By Brick City Slut
The porous space between the self and the other is where intimacy exists. If we are successfully self-contained with impeccable boundaries, we do not allow others to know us. We can absorb and attempt to know the other while concealing ourselves but this is not how to form honest and reciprocal relationships.
Concealment is power. One way you can avoid figuring out what you require to feel safe being vulnerable is to be the person everyone confides in, who absorbs it all and listens. Maybe if you ask sufficiently incisive questions, you can crack them open while hiding yourself. Maybe if they feel seen, they will forget to look. There is a way in which holding space is abdicating meaningfully showing up, which necessitates reciprocity. Being self contained is a defense mechanism. To be seen requires an element of risk, the chance that someone will not want to see you, or will perceive you wrongly. These are all real risks, but not even giving people the opportunity to attempt to know you is a path that leads to resentment and alienation.
You long for someone to care, to push past the guardedness. To ask questions and know the depths of you, with tenderness. It is an act of generosity and bravery to allow people to reach towards you. Take my hand, cross the chasm.
The opposite pitfall is to hold and respect the perceived boundaries of others to the point of self-editing into oblivion and never cultivating connection opportunities, being afraid to practice curiosity. We can show care by wanting to know. Never asking and assuming people will tell us what they wish to share is often read as indifference. Asking people about their lives, about their joys, sorrows, and hopes, opens us up to deeper connections. Intrusion is an invitation. You can start small, and build up to greater levels of consensual intrusion, as openness is indicated. Someone has to make the first overture to start building a foundation of reciprocity. You signal openness to connection through practice.
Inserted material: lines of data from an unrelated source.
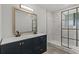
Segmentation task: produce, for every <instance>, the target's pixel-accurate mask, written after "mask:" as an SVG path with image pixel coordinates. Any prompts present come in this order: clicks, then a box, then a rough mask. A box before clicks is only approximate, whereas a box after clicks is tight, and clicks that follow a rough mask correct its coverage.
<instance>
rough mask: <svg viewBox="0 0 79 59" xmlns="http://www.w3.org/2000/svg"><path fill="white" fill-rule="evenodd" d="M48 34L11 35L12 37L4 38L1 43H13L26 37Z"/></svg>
mask: <svg viewBox="0 0 79 59" xmlns="http://www.w3.org/2000/svg"><path fill="white" fill-rule="evenodd" d="M42 35H46V34H42V33H40V34H29V35H21V36H20V37H10V38H3V40H2V43H1V45H3V44H7V43H11V42H16V41H21V40H24V39H29V38H33V37H38V36H42Z"/></svg>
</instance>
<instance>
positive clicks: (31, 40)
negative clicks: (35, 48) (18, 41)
mask: <svg viewBox="0 0 79 59" xmlns="http://www.w3.org/2000/svg"><path fill="white" fill-rule="evenodd" d="M21 44H22V47H21V49H22V50H21V51H22V54H32V45H33V43H32V39H26V40H23V41H21Z"/></svg>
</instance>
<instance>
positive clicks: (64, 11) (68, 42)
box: [61, 7, 79, 48]
mask: <svg viewBox="0 0 79 59" xmlns="http://www.w3.org/2000/svg"><path fill="white" fill-rule="evenodd" d="M78 8H79V7H75V8H72V9H68V10H65V11H68V28H67V29H66V28H62V13H63V12H65V11H62V12H61V46H64V45H63V39H62V38H66V39H68V43H67V44H68V46H66V47H67V48H70V47H69V40H70V39H71V40H74V39H73V38H69V30H70V28H69V10H73V9H76V16H77V17H76V19H77V20H78V16H79V14H78ZM76 19H75V20H76ZM77 20H76V29H75V30H76V47H77V46H78V41H79V40H78V30H79V29H78V22H77ZM65 29H66V30H67V32H68V35H67V36H68V37H63V36H62V30H65ZM71 30H74V29H71Z"/></svg>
Not all invitations will be accepted but an invitation left unspoken will never be answered.
I think one of the reasons people enjoy using social media is that they can feel seen but in a very curated and contained environment. You control the frame in a way that is much less feasible for in-person interactions. Others can see you, but only from afar and only in the ways that feel safe. They don’t see the messy parts and the contradictions. This too is a form of avoidance through the lens of curation.
One of the (many) pitfalls of people applying instagram infographic therapy culture to their interpersonal relationships is that we take on the role of therapist, untrained, unlicensed, and expect our friends to also be our therapists. The boundaries that therapists have with clients are very different from the ones it is reasonable to hold with a friend. Friendship and romantic relationships involve reciprocity, an exchange of emotional experience. The expectation that we are in the role of either giving or receiving in a constrained manner, without a free flowing dynamic leads to us treating those close to us as service providers rather than intimate relationships. We can get away from this flawed dynamic by not having transactional expectations, by understanding that what is necessary for interpersonal relationships to flourish is not tidiness but bravery.
I am scared to write this. Every time I try, I share parts of myself. What if I reveal too much? What is the point of writing this? In some ways, it is me from the semi-safe distance of anonymity urging all of us to be braver. To share our hearts with our friends and with our lovers. To settle into connection rather than live alone in fear.